Khizr Khan, the slain soldier’s father whose criticism of GOP nominee Donald Trump at the Democratic National Convention became a turning point in the 2016 campaign, said Wednesday that he was motivated to speak out by questions he was hearing from Muslim American children.
After anti-Muslim statements by Trump, Khan said, “at gatherings, little children would ask — ‘You are an attorney, are we going to be thrown out of the country?’ ”
“The courage [to speak out] wasn’t ours,” Khan told about 30 members and guests at a mosque in Norfolk, where he was campaigning on behalf of Democratic nominee Hillary Clinton. “The courage was given to us.”
Khan said he and his wife had privately grieved the war death in Iraq of their son, Army Capt. Humayun Khan, for a dozen years before deciding to become public figures.
On Wednesday, he appeared at Masjid William Salaam in this city, home to the world’s largest naval base, and then at Croaker’s Spot restaurant and at a Democratic Party campaign office.
A Pakistani American lawyer who lives in Charlottesville, Khan also stars in an emotional television advertisement for Clinton, and has made numerous appearances on television and in the news media.
But it was the convention speech — and Trump’s denunciation of him and his wife afterward — that brought the most attention.
“Donald Trump, you’re asking Americans to trust you with their future.
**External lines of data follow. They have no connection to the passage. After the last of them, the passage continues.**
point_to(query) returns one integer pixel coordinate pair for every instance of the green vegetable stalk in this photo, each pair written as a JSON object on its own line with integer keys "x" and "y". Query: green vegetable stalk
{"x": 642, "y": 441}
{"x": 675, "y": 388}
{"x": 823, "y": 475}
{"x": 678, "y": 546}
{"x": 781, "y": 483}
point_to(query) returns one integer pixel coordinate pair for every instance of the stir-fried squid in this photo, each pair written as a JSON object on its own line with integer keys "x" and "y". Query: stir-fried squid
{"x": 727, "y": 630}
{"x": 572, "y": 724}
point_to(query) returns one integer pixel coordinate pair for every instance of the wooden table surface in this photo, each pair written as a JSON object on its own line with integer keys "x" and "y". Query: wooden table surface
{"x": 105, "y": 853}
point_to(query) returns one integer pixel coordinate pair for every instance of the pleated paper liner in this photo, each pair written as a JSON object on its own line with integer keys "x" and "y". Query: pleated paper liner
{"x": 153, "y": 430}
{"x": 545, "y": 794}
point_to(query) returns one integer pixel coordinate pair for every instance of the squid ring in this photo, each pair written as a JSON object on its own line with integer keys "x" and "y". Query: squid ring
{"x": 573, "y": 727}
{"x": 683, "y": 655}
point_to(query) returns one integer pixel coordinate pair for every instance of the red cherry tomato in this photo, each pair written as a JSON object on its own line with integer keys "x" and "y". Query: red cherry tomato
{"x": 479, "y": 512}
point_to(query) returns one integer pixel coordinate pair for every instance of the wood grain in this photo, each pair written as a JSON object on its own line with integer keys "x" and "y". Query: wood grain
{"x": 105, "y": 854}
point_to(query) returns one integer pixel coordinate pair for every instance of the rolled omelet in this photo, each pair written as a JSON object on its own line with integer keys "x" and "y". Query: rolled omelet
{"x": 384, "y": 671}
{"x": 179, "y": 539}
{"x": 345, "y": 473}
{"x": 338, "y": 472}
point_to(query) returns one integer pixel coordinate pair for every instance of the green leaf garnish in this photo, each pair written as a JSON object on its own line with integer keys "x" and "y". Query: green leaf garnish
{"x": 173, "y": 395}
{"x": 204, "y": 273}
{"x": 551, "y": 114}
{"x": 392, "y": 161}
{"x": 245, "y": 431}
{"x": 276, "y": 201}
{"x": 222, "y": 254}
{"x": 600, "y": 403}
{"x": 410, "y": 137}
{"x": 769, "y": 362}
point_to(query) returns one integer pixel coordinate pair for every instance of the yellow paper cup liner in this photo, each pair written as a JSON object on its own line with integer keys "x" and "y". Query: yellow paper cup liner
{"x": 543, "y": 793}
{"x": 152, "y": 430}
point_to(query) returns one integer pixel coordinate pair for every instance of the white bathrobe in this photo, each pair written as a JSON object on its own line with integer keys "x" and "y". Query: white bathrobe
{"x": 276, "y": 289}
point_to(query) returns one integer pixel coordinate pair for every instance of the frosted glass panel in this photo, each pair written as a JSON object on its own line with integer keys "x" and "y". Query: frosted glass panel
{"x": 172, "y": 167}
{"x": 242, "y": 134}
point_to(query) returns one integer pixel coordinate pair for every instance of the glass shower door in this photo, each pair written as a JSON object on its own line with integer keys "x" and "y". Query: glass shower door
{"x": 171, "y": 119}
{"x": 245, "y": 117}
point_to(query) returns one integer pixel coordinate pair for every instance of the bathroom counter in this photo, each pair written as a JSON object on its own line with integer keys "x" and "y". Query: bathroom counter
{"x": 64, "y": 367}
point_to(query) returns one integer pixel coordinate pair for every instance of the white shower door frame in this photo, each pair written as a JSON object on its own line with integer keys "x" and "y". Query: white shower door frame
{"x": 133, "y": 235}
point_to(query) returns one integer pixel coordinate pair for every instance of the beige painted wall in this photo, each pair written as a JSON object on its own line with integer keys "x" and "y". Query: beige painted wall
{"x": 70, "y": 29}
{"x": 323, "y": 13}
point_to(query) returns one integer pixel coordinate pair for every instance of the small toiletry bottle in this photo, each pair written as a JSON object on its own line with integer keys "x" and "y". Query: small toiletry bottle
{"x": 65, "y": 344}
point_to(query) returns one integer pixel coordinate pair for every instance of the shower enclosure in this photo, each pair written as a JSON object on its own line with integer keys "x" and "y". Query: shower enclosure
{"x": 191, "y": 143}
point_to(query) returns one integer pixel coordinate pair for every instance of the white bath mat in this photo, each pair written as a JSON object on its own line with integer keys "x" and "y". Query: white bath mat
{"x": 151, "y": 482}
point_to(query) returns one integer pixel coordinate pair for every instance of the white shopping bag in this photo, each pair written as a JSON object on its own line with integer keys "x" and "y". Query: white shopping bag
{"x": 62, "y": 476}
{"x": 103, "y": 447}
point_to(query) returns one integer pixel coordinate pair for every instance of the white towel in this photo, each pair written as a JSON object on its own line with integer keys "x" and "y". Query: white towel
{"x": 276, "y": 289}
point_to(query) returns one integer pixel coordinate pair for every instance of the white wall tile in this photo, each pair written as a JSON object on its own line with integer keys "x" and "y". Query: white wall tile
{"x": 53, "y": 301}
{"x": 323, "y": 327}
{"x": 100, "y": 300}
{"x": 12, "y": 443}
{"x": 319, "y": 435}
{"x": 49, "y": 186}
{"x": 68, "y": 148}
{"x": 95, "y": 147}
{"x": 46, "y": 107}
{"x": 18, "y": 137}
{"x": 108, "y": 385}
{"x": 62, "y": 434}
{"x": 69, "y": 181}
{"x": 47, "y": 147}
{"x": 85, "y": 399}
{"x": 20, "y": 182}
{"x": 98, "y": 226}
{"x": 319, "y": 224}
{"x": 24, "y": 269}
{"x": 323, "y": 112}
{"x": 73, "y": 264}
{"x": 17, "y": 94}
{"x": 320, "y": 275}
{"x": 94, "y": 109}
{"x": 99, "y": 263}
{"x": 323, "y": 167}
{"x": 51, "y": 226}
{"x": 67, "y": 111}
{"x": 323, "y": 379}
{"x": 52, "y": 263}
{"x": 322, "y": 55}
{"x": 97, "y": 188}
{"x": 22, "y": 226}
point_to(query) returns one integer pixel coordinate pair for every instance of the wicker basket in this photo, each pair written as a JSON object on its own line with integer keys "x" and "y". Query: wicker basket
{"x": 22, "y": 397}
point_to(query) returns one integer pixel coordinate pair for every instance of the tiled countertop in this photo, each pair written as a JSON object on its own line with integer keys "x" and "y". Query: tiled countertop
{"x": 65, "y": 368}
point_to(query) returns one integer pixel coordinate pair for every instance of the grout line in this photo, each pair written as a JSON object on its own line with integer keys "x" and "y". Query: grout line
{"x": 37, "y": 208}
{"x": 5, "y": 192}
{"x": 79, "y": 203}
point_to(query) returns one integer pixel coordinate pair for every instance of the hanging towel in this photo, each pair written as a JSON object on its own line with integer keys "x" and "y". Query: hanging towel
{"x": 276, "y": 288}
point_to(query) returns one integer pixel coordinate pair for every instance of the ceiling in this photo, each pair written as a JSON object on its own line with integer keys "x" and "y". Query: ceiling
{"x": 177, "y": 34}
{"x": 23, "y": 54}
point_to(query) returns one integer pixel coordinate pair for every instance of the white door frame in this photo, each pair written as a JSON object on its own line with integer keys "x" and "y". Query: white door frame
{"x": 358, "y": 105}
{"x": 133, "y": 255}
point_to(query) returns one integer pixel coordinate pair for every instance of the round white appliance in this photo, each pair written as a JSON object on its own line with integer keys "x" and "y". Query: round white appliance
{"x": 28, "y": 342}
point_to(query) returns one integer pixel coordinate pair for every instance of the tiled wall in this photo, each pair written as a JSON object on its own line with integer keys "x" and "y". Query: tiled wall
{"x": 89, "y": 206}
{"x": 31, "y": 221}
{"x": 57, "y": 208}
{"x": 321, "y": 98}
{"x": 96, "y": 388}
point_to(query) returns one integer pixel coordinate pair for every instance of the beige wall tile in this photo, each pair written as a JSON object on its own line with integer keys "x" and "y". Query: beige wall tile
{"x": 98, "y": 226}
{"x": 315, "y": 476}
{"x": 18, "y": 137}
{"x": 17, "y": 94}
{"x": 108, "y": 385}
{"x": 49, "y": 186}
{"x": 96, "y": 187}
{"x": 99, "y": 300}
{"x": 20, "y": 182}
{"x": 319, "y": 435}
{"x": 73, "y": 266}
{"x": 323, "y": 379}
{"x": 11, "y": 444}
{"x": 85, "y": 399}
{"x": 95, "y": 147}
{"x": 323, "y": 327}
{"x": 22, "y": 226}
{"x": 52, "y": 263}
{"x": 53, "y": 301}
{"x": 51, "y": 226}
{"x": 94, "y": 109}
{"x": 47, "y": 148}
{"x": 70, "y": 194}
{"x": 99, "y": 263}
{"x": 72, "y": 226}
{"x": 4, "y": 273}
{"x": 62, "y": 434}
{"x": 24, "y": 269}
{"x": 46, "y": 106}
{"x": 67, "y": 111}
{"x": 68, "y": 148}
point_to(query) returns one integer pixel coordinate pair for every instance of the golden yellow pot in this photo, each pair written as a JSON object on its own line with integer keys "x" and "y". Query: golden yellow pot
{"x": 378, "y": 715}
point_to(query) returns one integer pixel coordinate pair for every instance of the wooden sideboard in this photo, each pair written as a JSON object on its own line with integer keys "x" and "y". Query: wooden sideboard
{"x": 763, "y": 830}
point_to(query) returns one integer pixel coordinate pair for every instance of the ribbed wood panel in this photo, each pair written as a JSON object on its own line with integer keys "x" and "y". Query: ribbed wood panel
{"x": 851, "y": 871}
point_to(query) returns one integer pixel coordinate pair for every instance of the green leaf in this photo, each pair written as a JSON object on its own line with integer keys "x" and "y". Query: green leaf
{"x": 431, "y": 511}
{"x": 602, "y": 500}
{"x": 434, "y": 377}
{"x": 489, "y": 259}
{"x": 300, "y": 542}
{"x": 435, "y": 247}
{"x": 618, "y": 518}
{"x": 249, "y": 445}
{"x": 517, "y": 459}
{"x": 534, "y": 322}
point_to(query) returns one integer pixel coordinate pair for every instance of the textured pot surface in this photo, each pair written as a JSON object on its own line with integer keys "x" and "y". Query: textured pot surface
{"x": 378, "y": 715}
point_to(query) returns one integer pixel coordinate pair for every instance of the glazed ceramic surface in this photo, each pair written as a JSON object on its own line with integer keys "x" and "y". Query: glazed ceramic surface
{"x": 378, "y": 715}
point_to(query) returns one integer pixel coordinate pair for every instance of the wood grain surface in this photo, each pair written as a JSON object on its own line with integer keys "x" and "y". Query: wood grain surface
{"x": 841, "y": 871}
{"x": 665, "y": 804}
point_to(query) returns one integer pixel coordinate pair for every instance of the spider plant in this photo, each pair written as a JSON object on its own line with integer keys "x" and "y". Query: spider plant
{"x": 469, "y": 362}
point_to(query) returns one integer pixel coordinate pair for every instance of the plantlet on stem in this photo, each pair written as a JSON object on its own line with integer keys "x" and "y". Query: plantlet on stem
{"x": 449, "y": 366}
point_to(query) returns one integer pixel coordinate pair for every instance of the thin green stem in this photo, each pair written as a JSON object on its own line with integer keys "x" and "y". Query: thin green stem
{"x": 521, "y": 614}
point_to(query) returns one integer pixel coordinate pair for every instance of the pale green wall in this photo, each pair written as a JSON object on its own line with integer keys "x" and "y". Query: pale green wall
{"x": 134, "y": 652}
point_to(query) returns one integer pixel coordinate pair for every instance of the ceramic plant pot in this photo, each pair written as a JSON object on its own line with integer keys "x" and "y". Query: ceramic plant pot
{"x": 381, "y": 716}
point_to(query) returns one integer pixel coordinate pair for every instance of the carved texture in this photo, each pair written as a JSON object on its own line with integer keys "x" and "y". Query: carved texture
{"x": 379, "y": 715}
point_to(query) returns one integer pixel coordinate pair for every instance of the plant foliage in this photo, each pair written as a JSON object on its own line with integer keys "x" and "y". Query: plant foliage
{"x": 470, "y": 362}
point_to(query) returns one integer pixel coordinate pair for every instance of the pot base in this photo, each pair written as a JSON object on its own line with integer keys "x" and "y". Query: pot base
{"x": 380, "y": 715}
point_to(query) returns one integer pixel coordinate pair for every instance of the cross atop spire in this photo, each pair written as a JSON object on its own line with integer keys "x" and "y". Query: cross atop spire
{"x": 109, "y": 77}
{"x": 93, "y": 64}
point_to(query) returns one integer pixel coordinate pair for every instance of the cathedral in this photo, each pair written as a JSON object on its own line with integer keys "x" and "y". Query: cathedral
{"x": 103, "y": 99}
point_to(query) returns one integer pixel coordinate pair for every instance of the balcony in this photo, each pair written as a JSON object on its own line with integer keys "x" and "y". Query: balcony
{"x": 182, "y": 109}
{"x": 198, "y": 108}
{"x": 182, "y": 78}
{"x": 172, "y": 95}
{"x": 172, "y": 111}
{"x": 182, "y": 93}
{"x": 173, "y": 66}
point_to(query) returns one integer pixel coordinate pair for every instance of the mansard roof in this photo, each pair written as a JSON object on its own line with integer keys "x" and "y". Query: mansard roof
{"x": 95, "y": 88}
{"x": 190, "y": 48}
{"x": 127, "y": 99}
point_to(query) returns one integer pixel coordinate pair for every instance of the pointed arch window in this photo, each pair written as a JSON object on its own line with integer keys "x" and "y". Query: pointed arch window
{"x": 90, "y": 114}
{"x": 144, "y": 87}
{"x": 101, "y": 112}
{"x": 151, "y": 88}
Let me ask you, have you even read the United States Constitution? I will gladly lend you my copy,” Khan said at the convention.
“Have you ever been to Arlington Cemetery? Go look at the graves of brave patriots who died defending the United States of America. You will see all faiths, genders and ethnicities. You have sacrificed nothing — and no one.”
After that speech, Humayun Khan’s grave at Arlington National Cemetery became a pilgrimage site of sorts, decorated with flowers, flags and notes from visiting strangers.
The Khans have become one of the nation’s best-known Gold Star military families, a designation given to those whose sons or daughters have been killed in war.
Khan said Wednesday that he has been overwhelmed by the “love and affection from all corners of this country” since he began urging Trump to cease his divisive rhetoric.
“People ask would I do it again,” he said at the mosque, where a man dressed in military fatigues chanted the Muslim call to prayer but there were no other obvious service members present.
“A million times, again and again and again, up until hatred and political bigotry is wiped out of this United States, we will continue to speak.”
The crowd that came to meet Khan at Croaker’s Spot restaurant did not include a lot of military veterans. But those who were there greeted him with enthusiasm.
“He is such a humble and dedicated man and such a fine human being,” said Ellis W. James, who served in the Army in Germany during the Korean War and is supporting Clinton in the presidential race.
Tom Bazar, a Navy veteran of the wars in Iraq and Afghanistan who also is voting for Clinton, said it was an honor to meet Khan.
“When you meet families of people who were lost, it’s such an honor,” Bazar said. “It’s great that he stood up and said what he believed. That’s what America is all about.”